Sir Alex Ferguson is backing Manchester United star Marcus Rashford’s campaign to feed hungry children with a massive donation.
Footballing legend Sir Alex pledged his support for the player’s fight against child poverty as he spoke about his working-class upbringing in Glasgow’s Govan.
He and his friend Sir Michael Moritz, the billionaire philanthropist, are pledging £2 million to “match-fund” donations to charity FareShare. It has helped Marcus Rashford with his successful push for free school meals in England during the summer holidays.
The charity works with farms, factories, restaurants and retailers to save more than 24,000 tonnes of fresh food from going to waste each year, delivering it to almost 11,000 school breakfast clubs, homeless shelters, older people’s lunch clubs and domestic violence refuges that turn it into meals for hungry and vulnerable people around the UK.
Ferguson said: “You have to be shocked at the number of people who are in need of food. Marcus has opened the eyes of everyone in Britain. The work he’s done has been fantastic. We’re all so proud of him.”

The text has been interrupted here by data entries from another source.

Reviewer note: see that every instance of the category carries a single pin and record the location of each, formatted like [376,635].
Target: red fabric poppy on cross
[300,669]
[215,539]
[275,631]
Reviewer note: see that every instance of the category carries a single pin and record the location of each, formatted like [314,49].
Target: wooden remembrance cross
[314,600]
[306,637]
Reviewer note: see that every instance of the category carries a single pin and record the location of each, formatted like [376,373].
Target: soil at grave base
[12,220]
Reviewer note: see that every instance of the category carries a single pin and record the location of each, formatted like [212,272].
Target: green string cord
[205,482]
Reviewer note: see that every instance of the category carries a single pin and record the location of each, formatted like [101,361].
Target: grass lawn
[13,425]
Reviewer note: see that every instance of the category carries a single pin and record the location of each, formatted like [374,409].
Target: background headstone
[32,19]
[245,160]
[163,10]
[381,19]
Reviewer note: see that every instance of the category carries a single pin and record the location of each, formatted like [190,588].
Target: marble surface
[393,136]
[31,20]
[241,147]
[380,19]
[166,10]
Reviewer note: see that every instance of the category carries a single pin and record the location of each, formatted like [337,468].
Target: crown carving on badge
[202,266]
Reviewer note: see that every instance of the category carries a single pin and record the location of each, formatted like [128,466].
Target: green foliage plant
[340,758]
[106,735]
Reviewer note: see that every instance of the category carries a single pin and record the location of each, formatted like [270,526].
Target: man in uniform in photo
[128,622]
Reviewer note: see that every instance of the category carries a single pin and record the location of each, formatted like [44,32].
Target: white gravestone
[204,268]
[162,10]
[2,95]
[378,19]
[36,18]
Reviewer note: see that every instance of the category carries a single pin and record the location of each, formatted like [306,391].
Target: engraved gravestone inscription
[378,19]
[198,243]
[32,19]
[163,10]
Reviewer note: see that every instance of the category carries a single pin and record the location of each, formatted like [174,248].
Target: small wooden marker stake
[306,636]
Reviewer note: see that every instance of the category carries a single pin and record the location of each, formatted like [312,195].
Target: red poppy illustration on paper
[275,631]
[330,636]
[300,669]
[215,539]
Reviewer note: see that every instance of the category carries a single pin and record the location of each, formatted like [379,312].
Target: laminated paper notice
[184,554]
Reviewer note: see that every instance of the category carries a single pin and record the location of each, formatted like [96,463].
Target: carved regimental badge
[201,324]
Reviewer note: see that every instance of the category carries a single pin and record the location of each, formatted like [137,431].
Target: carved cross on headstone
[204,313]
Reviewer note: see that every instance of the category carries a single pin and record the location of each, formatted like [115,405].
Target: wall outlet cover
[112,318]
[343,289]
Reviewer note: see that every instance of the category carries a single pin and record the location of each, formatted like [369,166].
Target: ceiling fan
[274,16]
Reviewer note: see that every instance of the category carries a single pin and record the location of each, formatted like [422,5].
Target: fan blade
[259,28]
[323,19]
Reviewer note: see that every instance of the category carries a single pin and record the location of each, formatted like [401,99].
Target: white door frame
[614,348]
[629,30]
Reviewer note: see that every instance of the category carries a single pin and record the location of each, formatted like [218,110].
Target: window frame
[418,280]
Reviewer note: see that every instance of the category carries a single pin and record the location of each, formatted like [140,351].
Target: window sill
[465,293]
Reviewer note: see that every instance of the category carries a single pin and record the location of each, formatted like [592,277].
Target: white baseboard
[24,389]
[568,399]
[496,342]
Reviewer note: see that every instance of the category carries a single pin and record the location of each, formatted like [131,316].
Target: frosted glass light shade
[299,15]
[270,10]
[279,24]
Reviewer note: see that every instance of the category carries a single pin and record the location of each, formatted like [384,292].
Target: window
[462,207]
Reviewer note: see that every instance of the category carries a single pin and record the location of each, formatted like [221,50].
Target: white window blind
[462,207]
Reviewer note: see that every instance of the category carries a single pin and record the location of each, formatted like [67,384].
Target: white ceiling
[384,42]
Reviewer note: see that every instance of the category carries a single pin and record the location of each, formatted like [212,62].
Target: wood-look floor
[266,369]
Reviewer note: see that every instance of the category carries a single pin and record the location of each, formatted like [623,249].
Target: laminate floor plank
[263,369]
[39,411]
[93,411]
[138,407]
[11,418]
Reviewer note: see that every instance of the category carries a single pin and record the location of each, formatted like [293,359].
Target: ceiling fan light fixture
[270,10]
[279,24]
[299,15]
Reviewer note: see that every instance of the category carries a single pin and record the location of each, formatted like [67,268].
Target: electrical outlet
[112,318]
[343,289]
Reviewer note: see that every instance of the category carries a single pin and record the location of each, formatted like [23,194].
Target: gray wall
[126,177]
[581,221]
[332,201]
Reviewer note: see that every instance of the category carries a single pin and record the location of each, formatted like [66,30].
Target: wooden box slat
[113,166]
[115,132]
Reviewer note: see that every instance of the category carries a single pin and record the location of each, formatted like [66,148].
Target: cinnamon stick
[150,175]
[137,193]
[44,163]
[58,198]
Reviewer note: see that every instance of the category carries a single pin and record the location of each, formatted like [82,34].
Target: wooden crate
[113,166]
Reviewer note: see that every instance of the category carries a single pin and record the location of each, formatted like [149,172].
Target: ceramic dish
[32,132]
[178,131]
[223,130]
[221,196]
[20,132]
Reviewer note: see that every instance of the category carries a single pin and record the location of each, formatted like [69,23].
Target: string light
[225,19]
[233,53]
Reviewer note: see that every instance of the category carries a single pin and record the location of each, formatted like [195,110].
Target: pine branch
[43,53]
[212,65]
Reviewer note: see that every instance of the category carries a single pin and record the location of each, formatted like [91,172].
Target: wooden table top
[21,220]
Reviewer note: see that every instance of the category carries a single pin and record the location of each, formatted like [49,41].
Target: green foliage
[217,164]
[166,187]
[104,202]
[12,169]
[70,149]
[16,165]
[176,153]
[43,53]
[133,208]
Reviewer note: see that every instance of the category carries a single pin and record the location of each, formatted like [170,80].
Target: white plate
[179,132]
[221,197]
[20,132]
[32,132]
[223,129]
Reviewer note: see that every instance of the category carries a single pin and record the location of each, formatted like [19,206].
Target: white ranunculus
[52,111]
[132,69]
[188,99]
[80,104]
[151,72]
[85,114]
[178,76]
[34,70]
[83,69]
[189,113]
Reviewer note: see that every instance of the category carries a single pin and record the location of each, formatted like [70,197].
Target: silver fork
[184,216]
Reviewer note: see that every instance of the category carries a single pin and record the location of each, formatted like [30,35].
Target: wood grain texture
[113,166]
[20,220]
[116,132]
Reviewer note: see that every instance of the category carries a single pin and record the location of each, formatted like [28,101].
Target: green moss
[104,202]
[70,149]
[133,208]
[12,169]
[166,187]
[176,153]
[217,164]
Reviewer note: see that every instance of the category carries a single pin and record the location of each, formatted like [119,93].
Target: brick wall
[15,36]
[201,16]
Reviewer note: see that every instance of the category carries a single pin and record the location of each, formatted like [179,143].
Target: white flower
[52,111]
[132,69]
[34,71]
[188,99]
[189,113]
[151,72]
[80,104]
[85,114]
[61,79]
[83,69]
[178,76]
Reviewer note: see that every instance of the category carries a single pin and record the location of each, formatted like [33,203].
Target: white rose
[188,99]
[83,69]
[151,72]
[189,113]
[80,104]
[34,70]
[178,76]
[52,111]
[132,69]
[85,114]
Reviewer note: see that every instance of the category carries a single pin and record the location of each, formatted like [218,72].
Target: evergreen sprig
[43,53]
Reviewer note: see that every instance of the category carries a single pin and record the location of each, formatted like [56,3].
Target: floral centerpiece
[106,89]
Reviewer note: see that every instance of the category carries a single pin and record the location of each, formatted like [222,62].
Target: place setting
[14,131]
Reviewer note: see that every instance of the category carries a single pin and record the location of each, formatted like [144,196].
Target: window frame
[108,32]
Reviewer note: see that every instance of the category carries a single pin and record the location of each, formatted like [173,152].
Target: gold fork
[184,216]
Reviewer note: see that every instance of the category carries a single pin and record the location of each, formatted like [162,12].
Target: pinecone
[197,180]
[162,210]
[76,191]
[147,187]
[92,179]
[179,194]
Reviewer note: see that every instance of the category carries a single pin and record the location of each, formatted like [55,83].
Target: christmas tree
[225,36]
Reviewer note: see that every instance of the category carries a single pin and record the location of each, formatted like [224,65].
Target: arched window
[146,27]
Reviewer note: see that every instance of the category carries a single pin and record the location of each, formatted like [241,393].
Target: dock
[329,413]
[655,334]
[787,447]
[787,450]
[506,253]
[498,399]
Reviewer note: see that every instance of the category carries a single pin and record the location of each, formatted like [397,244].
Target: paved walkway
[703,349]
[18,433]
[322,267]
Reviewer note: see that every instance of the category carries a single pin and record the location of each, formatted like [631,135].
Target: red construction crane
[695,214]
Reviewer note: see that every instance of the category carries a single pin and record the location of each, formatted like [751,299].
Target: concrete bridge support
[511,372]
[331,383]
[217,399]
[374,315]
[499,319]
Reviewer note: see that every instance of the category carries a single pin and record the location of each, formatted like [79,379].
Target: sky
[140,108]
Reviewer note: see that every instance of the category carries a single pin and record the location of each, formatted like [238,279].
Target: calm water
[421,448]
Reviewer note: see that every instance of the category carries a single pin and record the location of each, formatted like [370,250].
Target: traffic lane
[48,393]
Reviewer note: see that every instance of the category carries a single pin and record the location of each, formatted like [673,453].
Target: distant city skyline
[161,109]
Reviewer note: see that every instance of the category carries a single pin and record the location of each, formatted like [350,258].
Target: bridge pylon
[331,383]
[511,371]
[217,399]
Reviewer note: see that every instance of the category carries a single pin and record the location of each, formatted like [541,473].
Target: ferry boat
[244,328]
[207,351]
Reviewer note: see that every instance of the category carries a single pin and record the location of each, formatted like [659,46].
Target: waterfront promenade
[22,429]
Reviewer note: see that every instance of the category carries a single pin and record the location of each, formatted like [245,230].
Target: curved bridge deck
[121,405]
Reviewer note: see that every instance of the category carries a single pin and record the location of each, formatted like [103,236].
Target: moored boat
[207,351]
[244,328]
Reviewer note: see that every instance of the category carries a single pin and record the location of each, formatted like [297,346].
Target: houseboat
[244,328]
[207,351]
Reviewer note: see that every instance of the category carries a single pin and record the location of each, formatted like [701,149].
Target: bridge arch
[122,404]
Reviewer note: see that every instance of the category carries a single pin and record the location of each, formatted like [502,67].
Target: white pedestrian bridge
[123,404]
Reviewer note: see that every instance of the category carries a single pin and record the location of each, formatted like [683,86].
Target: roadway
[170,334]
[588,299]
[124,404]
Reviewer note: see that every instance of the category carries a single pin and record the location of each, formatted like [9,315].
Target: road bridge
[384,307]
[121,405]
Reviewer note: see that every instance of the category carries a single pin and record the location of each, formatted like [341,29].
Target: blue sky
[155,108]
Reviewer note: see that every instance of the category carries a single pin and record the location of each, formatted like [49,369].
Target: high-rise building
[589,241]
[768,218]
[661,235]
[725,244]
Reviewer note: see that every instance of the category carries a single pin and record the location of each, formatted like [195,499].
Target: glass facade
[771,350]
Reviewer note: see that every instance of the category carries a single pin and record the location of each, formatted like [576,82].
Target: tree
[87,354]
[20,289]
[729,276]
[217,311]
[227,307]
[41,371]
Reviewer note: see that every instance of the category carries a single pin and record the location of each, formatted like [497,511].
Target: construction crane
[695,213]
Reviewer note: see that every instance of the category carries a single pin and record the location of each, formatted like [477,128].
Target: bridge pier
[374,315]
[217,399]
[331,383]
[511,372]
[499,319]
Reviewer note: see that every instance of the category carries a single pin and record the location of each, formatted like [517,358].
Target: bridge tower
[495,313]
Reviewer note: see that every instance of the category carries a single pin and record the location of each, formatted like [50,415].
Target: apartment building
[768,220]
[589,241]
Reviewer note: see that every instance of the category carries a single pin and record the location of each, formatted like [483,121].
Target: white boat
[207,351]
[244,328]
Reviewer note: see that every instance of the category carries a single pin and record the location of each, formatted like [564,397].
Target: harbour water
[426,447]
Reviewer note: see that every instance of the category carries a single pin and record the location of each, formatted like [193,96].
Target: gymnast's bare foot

Rashford said he can remember the feeling of going hungry as a child when growing up in the Wythenshawe district of Manchester with his mother Melanie and four siblings. “I know what the feeling is like of going hungry and I don’t want anyone else to experience it,” he said.
In an interview with The Times to launch the £2m match-funding of the newspaper’s appeal, Ferguson said his upbringing drove him to success. He said: “I’m proud of what I’ve achieved in my life. I’m proud of my sons and my grandchildren how they’ve progressed and developed. That all goes back to how I was brought up and the background I had.”
Ferguson grew up in a tenement in Govan where there were nine families in a three-storey house with a zinc bath in the kitchen. He said: “You can’t forget your upbringing because that’s what’s made me.
“I remember reading in a newspaper article, ‘Alex Ferguson’s done well despite coming from Govan’. It’s because I came from Govan that I did well. But I think it’s good to have a struggle. It’s good to fight for something to get out of. People who came from these working-class areas of Glasgow had to work hard to get out of it.”